Highly alkaline detergents are now commercially available in
various forms, for example as powders, granules, liquids, fused
blocks or tablets.
Each of these various forms has specific advantages and
disadvantages for a given application. Powders, granules and
liquids have been successfully used for cleaning textile surfaces
or for the manual mechanical cleaning of hard surfaces while
tablets or block-form detergents (fused blocks) obtained by melting
and subsequent cooling are being increasingly used in addition to
powders, granules or liquids for the machine cleaning of hard
surfaces, for example for machine dishwashing. Tablets and fused
blocks have the advantage over powders of simple, precise "dosing",
no dust emission and easy handling.
These advantages may be utilized, for example, in domestic
dish-washers, but above all in continuous institutional dishwashing
machines in which the articles to be cleaned pass through various
washing zones.
It has now been found that very hard tablets and very hard fused
blocks have disadvantages. For example, very hard tablets can be
damaged by breaking. Tablets damaged in this way naturally no
longer have the advantage of precise dosing. Another problem with
tablets is that the required solubility in water cannot always be
guaranteed, i.e. tablets occasionally dissolve either too quickly
or too slowly. Although fused blocks show high fracture resistance
in transit, these very hard detergents are problematical to dose
from relatively large containers. In addition, both tablets and
fused blocks have hitherto required elaborate production processes
which, in view of the alkaline melts involved, impose particularly
stringent demands on the materials used and the conditions
selected.
The detergents obtained are also expected to show a high degree of
homogeneity. With solid detergents, however, this is often
difficult to achieve. This problem does not affect liquid
detergents, which can easily be stirred, as much as it does solid
detergents. Accordingly, it would be desirable to have the
homogeneity of a liquid, a viscous liquid or a stirrable paste
which subsequently hardens into a solid of controllable, variable
hardeness in order at this stage to utilize its advantages in
regard to storage, transport and dosing. It would be particularly
desirable if stirrability could be maintained at temperatures of up
to about 40.degree. C. because even temperature-sensitive
components could then be added. From the applicational point of
view, it would be of particular advantage to prevent premature
hardening of the material in the equipment used during the
production process. Effective control of the parameters which
critically influence the hardening process would be particularly
desirable.
The problem addressed by the present invention was to provide
highly alkaline general-purpose detergents based on alkali metal
hydroxide, preferably sodium or potassium hydroxide, more
preferably sodium hydroxide, for textile surfaces, but preferably
for cleaning hard surfaces, for example for dishwashing, and in
particular detergents for institutional dishwashing machines which
would combine the advantages of powders and liquids on the one hand
and the advantages of tablets and fused blocks on the other hand.

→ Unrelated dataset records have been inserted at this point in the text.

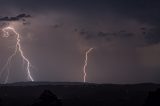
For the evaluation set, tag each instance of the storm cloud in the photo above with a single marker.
(125, 35)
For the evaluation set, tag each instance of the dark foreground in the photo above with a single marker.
(78, 94)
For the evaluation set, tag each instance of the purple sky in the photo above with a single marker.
(55, 34)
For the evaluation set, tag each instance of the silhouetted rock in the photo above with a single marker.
(47, 98)
(153, 98)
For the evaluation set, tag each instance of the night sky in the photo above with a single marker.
(55, 35)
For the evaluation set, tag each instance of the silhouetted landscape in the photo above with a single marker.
(78, 94)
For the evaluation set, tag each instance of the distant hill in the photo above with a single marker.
(77, 93)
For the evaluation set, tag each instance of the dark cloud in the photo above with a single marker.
(16, 18)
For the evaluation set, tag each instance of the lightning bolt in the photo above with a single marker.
(85, 64)
(18, 48)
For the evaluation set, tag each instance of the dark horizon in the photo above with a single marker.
(55, 35)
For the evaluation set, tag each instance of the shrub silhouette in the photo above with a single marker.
(153, 98)
(47, 98)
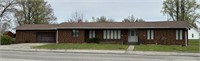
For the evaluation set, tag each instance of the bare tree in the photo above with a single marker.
(131, 18)
(182, 10)
(7, 9)
(102, 19)
(34, 12)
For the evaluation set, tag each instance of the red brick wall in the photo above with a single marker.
(161, 36)
(65, 36)
(28, 36)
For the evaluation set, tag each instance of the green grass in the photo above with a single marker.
(192, 47)
(83, 46)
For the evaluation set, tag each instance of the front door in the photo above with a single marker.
(132, 36)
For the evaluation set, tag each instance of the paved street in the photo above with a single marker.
(47, 56)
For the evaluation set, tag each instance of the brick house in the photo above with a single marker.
(164, 32)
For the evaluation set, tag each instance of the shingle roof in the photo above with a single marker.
(108, 25)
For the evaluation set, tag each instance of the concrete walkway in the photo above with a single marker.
(26, 47)
(21, 45)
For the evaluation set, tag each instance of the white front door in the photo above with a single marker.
(132, 36)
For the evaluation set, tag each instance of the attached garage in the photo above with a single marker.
(46, 37)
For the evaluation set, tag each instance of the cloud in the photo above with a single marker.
(115, 9)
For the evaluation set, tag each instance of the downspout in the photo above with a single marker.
(186, 38)
(56, 36)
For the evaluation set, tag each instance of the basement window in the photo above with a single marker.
(150, 34)
(92, 34)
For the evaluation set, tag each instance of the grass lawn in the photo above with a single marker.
(84, 46)
(192, 47)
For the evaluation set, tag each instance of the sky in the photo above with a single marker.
(149, 10)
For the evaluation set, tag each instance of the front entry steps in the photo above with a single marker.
(132, 43)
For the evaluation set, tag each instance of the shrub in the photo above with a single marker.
(93, 40)
(6, 40)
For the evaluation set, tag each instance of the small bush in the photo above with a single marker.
(93, 40)
(6, 40)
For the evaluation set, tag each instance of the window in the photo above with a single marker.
(111, 34)
(192, 35)
(179, 34)
(150, 34)
(75, 33)
(92, 34)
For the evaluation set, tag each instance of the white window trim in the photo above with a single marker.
(150, 34)
(179, 34)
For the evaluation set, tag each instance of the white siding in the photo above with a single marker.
(194, 32)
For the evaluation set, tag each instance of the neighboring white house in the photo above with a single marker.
(193, 33)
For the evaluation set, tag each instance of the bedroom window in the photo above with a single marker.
(75, 33)
(192, 35)
(92, 34)
(179, 34)
(150, 34)
(111, 34)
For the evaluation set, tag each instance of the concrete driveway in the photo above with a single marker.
(21, 45)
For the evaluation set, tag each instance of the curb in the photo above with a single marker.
(109, 52)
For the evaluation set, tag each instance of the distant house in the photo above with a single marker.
(9, 33)
(193, 33)
(165, 32)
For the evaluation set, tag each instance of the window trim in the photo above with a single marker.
(75, 33)
(92, 34)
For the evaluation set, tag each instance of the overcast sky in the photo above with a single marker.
(149, 10)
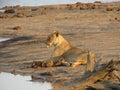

In other words, the problem addressed by the present invention was
to provide detergents which would show defined solubility under
various in-use conditions, but which on the other hand would be
stable in transit and in storage and, in addition, could be dosed
quickly, simply and with precision, would not emit any dust and
could be produced in a technically simple manner and which would be
easy to package. In particular, stirrability during production,
hardness variable under control and delayed hardening during
production and storage would afford major advantages and would be
taken into account. At the same time, the invention set out to
provide a process which would enable temperature-sensitive
substances to be incorporated, if necessary even below 42.degree.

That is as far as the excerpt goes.